Archer has made a minimal impact in terms of running the football, but he’s averaging 23.5 yards per catch. When he gets the ball in his hands, he’s lethal. That’s scary for Eagles fans that have seen their defense allow over 34 points in both preseason games thus far.
Chip Kelly doesn’t seem to be very good at winning preseason games. Fortunately, that doesn’t matter.
They’re preseason games for a reason. Kelly is 2-4 in August and 10-6 in regular season contests that actually count. Kelly’s lackluster philosophy regarding the importance of the depth charts seems to carry over into the preseason as a whole.
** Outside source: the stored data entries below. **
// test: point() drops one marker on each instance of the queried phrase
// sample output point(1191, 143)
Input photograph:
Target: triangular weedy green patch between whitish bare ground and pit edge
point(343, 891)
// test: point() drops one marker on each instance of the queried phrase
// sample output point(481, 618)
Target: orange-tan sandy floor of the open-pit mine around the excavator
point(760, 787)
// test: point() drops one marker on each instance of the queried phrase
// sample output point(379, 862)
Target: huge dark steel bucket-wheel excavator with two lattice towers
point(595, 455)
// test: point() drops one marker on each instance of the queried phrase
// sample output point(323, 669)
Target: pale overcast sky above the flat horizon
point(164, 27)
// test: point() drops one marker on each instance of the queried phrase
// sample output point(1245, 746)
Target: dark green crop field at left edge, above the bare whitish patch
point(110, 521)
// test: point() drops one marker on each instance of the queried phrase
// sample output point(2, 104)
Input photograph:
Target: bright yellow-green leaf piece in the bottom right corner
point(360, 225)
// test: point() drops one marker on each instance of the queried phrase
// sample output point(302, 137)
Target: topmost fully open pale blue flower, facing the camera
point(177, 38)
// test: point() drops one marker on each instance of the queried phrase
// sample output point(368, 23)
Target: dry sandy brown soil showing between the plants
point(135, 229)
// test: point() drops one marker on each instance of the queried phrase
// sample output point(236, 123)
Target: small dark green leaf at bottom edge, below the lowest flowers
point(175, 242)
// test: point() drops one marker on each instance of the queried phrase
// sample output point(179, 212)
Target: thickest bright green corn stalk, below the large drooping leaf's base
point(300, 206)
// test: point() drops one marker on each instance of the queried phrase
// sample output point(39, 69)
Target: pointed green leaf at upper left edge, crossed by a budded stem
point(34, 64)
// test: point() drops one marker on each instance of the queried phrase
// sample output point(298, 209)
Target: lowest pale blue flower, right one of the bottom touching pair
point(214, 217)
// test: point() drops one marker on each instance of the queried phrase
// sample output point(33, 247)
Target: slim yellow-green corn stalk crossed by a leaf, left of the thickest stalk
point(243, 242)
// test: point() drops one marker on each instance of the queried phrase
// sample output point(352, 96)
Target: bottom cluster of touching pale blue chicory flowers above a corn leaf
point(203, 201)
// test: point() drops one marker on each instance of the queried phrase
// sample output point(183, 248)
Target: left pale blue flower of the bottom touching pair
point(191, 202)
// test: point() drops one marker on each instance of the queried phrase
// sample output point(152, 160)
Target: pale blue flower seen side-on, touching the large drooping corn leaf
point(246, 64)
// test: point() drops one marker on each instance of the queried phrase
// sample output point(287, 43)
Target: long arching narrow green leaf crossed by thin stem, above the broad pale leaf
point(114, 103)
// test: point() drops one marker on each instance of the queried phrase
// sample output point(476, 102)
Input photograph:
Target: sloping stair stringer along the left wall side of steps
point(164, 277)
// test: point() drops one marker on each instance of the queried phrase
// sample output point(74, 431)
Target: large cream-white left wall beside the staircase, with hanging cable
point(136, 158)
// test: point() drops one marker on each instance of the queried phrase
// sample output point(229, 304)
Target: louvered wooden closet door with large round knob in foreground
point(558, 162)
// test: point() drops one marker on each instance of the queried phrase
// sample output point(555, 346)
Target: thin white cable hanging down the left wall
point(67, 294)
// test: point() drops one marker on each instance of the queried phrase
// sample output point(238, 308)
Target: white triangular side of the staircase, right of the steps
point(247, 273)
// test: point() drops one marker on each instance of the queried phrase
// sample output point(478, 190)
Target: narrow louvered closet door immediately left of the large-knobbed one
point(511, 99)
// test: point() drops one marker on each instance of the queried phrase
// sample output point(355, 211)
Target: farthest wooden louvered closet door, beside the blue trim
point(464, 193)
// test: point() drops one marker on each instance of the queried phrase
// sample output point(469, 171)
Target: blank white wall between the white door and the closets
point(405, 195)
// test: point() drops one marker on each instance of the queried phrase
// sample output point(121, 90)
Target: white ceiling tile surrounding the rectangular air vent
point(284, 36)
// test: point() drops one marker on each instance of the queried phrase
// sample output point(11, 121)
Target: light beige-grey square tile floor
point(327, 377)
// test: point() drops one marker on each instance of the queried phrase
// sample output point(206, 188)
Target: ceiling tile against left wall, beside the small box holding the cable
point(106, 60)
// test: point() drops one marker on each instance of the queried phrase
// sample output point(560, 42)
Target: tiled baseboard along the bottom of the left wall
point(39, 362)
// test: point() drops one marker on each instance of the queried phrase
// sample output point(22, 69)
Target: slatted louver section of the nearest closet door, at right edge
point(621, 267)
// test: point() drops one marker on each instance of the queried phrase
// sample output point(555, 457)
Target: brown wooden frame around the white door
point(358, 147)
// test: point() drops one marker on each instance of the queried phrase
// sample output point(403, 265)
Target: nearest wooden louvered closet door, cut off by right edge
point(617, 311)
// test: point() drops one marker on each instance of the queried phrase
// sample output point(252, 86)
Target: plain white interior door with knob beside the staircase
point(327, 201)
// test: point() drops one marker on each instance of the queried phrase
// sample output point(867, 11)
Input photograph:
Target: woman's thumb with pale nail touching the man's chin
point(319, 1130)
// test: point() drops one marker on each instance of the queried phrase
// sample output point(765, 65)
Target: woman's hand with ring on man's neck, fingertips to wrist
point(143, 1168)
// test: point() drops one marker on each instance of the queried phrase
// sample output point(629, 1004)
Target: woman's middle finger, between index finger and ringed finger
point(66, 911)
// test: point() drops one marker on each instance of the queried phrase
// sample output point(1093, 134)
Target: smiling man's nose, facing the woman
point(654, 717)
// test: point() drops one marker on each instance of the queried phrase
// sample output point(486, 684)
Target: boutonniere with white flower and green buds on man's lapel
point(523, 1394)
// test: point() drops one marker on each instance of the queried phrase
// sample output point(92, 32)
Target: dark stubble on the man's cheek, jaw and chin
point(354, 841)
He’s not going to reveal anything. Remember when the Philadelphia Eagles kicked off Week 1 of the 2013 regular season against Washington? None of that hurry-up offense was on display back in the preseason. That crazy play where Jason Peters and Lane Johnson lined up out wide came out of nowhere.
As long as Nick Foles, LeSean McCoy and the rest of the starters stay healthy, that’s what matters. It would also be nice if the defense could register some stops and Alex Henery could make a field goal. But look for a talented Pittsburgh team to win a close, high-scoring battle.